The group called for this as part of a broader cultural shift which:

…challenges the ideas, culture and norms underpinning the violence; that challenges the impunity abusers are imbued with [and] that challenges rape myths and culture…

The Six Counties (the de-colonial term used to refer to the North of Ireland) undeniably has a problem when it comes to ensuring the safety of women and girls. Official data from 2020 to 2025, shows that there were 30 cases of femicide. That’s a rate of 0.52 per 100,000 people for the period. In contrast, the rate is 0.45 in England and Wales, and 0.24 in Scotland. Most shocking is the comparison with the South of Ireland. There, the figure is 0.15.
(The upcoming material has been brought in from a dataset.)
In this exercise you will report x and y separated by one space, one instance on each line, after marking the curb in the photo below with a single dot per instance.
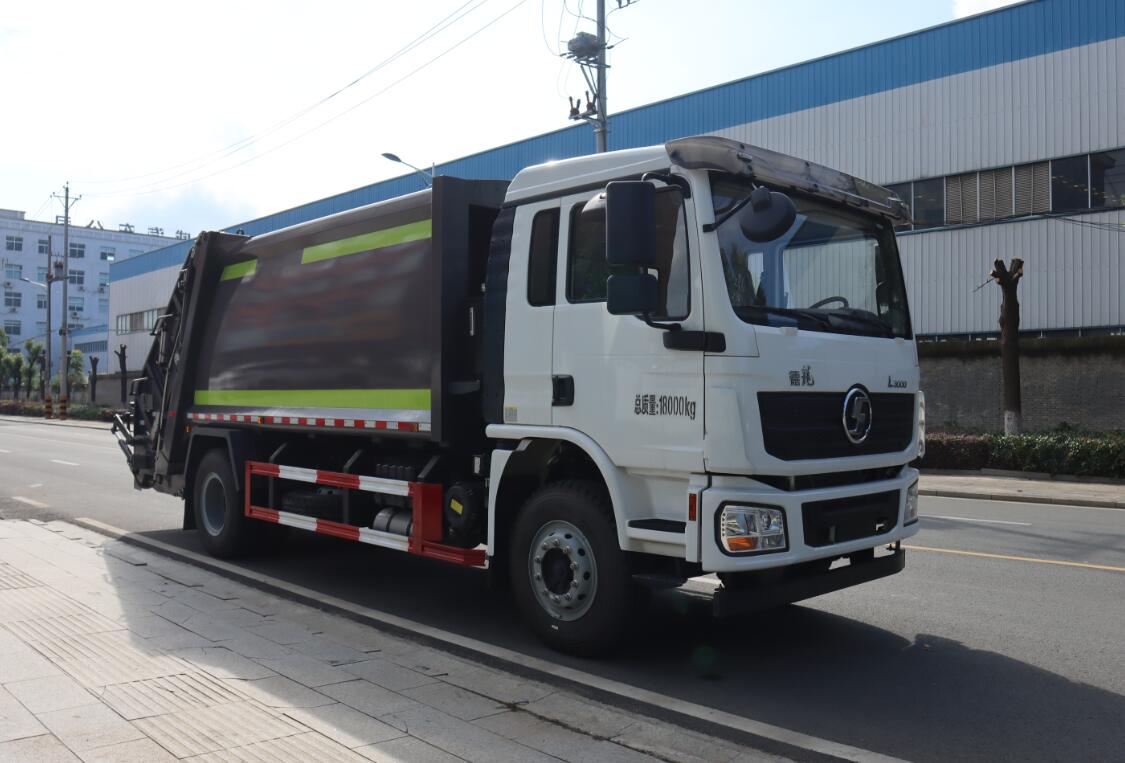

For some reason Chief Constable of the PSNI Jon Boutcher thought the appropriate response to this was to defensively quibble over statistics. Rather than simply acknowledge the reality of the problem, he should pledge to improve the force’s approach to it.

PSNI is not the solution

On 26 March, Boutcher spoke of a statistical error in a 2019 BBC report that may have given a misleading impression regarding rates of domestic in the North of Ireland. Speaking before the Northern Ireland Affairs Committee in Westminster, he said that the BBC had cited 8 murders for the year 2017. In reality, only four murders had occurred.

That’s a moot point given the figures discussed above. Boutcher then went on to give a self-serving, rambling, and incoherent response to what the police might do to prevent femicide.

Boutcher instead focused on the rise of the manosphere — the cretinous online influencers who push a misogynistic worldview, instead of looking at the wholesale issue of femicide. While turds like Andrew Tate are undoubtedly a malign influence, their recent emergence doesn’t explain rising rates of domestic violence. Over the past 15 years rates remain appallingly high.

Hargey suggested the PSNI need to ask themselves:

Are we prioritising it as much as we could be?

She said it was “something we have been pushing the police on.” Like any social problem, the police are rarely the sole nor ultimate solution. They can however do more and invest greater funds to ensure women are protected.

Recognising the scale of the crisis, ROSA North called for everyone in society to be part of a movement combating gender violence. Citing MeToo, Ni Una Menos in Latin America, and Black Lives Matter, the group said:

Let’s look to them for the much needed inspiration to keep fighting for the radically different world we believe possible.